Outside Perspectives: Are We Over-Automating Judgment?
While I found much of what was said compelling, I’ve also been reading voices who urge more caution.
Cade Metz (New York Times tech reporter) warns that as AI tools become more confident, people become more passive—trusting polished output without pressure-testing the assumptions behind it.
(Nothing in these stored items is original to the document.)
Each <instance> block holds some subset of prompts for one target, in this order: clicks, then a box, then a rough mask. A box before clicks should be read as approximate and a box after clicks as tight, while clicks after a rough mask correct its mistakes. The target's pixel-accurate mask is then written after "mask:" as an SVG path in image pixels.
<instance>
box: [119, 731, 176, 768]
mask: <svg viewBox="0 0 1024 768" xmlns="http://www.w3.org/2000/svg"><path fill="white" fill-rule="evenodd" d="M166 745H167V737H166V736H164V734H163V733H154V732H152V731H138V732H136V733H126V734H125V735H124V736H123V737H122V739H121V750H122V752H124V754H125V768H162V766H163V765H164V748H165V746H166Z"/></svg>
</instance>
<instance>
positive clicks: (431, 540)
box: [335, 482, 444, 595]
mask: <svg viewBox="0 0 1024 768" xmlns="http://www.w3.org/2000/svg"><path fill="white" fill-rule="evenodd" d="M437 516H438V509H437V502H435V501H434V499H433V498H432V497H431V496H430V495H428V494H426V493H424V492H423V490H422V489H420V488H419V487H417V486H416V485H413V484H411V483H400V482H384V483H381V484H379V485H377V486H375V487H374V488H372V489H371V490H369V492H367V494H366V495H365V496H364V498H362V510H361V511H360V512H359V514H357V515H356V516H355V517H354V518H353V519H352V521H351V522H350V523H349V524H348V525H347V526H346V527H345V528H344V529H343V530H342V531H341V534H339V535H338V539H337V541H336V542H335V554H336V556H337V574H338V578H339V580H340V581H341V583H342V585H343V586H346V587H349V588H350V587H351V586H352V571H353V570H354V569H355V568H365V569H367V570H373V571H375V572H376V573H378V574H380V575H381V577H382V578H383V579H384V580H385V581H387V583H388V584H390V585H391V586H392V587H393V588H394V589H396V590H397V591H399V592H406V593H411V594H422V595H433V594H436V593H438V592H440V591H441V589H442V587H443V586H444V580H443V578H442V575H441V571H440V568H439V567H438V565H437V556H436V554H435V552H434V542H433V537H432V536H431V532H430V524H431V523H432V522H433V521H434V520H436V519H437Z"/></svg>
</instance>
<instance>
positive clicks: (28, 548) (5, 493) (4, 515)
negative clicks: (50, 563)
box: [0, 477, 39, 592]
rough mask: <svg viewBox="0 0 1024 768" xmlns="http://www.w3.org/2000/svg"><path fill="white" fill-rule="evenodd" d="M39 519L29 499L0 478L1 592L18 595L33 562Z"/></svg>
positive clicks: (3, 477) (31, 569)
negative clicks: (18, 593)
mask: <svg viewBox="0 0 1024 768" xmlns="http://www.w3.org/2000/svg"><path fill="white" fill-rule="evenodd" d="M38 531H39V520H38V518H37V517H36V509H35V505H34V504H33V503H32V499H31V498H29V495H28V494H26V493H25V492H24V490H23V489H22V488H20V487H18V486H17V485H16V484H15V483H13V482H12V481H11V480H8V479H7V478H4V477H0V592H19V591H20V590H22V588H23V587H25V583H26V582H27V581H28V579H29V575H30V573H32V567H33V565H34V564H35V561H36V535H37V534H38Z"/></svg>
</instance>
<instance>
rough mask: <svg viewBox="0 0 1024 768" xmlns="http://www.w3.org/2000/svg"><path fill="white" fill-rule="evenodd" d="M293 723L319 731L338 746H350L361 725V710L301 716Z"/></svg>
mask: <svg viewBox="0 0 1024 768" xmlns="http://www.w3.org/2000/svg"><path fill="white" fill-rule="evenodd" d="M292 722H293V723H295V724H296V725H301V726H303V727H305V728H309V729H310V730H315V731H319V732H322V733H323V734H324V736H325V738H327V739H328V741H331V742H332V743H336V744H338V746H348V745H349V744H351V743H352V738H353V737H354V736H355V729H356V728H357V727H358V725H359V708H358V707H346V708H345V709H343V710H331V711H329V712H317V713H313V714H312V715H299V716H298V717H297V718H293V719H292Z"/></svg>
In HR and rewards, that’s dangerous. A beautifully written but flawed compensation recommendation is still wrong.
So I come away from the session energised—but also aware of the fine line we’re walking. The risk isn’t AI taking over. It’s us stopping too soon, accepting the first answer, or worse—forgetting to ask if it’s even the right question.
My Takeaway: Use AI to Think, Not Just Respond
This session made one thing clear: AI is here to stay in rewards. But the future won’t be about using AI—it will be about using it well.
That means:
- Learning to prompt like a strategist, not a Googler
- Structuring our data so AI can actually help
- Staying critical of both the tools and ourselves
The people who thrive won’t be the ones who fear AI or blindly adopt it. They’ll be the ones who treat it like a colleague—with curiosity, critique, and confidence.